We implement technical and organisational measures designed to protect personal data against accidental or unlawful destruction, loss, alteration, or unauthorised disclosure or access. These measures include encryption in transit (TLS) and at rest for sensitive fields, row-level security policies in our database, role-based access control to our administration tooling, structured logging of administrative actions, periodic credential rotation, and incident-response procedures aligned with the obligations of the PDPL and the ETTSL. Payment-card data is handled exclusively by Stripe under its PCI-DSS Level 1 certification.

Where a personal-data breach is likely to result in a risk to the rights of affected individuals, we will notify the UAE Data Office and, where required, affected individuals, within the timeframe prescribed by law.

11. Cookies and similar technologies

We use a minimal set of strictly necessary cookies for session continuity, CSRF protection, and load balancing — these cookies do not require consent under the ETTSL. We also use first-party, privacy-preserving analytics to count visits and measure aggregate funnel performance; these analytics do not set third-party tracking cookies, do not build cross-site profiles, and do not enable advertising re-targeting.

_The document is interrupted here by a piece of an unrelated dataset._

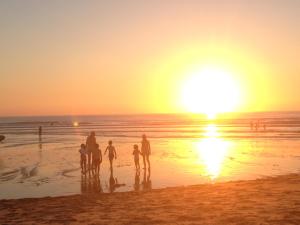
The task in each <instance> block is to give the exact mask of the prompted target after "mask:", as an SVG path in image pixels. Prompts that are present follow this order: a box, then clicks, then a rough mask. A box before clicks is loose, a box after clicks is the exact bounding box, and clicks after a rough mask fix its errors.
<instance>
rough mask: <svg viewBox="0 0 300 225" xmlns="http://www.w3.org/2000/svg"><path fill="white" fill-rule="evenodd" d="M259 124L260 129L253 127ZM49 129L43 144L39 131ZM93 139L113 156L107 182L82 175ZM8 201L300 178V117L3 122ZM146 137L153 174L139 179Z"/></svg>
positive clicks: (235, 114) (105, 117) (158, 115)
mask: <svg viewBox="0 0 300 225" xmlns="http://www.w3.org/2000/svg"><path fill="white" fill-rule="evenodd" d="M251 123H252V126H251ZM39 126H42V136H39V135H38V127H39ZM91 131H95V132H96V138H97V142H98V143H99V145H100V149H101V150H102V154H103V153H104V151H105V149H106V147H107V144H108V141H109V140H112V141H113V145H114V146H115V148H116V150H117V160H115V161H114V165H113V166H114V167H113V171H111V170H110V169H109V160H108V156H107V155H103V163H102V164H101V171H100V176H99V179H98V178H97V177H94V176H93V175H92V174H91V175H89V174H87V175H82V174H81V169H80V164H79V161H80V154H79V152H78V150H79V148H80V144H81V143H85V141H86V137H87V136H88V134H89V133H90V132H91ZM1 134H3V135H5V136H6V139H5V140H4V141H3V142H2V143H0V199H10V198H27V197H44V196H61V195H71V194H86V193H95V192H96V193H102V192H115V191H117V192H124V191H145V190H150V189H157V188H164V187H175V186H184V185H194V184H201V183H215V182H223V181H233V180H250V179H257V178H262V177H265V176H277V175H282V174H289V173H297V172H299V171H300V113H299V112H264V113H243V114H226V115H222V116H219V117H218V118H216V119H213V120H207V119H206V118H205V117H203V116H200V115H116V116H104V115H103V116H43V117H7V118H0V135H1ZM143 134H146V135H147V137H148V140H149V141H150V144H151V156H150V161H151V169H150V170H148V168H147V169H142V168H143V161H142V158H140V164H141V170H140V171H136V170H135V166H134V160H133V155H132V151H133V145H134V144H138V145H139V147H140V145H141V136H142V135H143Z"/></svg>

We do not use behavioural advertising cookies. Where any future analytics or marketing technology requires consent, we will request it through a clear, granular consent banner before any such cookies are set.

12. Children

Our services are intended for users aged 18 and over. We do not knowingly collect personal data from children under 18 without verifiable parental or guardian consent. If you believe a child has provided us with personal data, please contact privacy@grouper.space and we will take prompt steps to delete the data.

13. Automated decisions and profiling

We do not make decisions that produce legal or similarly significant effects about you based solely on automated processing. Stripe and similar payment processors may apply automated fraud-risk scoring to transactions; the outcome of that scoring is a recommendation that our human operators or the Tenant review before any irreversible action is taken.

14. Changes to this Policy

We may amend this Policy from time to time. The version and effective date at the top of this page always identify the current version. If we make a material change that adversely affects your rights, we will provide reasonable advance notice through the platform or by email before the change takes effect.

15. Governing law

This Policy is governed by the laws of the United Arab Emirates. Any dispute arising under this Policy is subject to the exclusive jurisdiction of the competent courts of [EMIRATE / FREE ZONE], without prejudice to any mandatory rights you may have under UAE consumer-protection law to seek redress in another competent forum.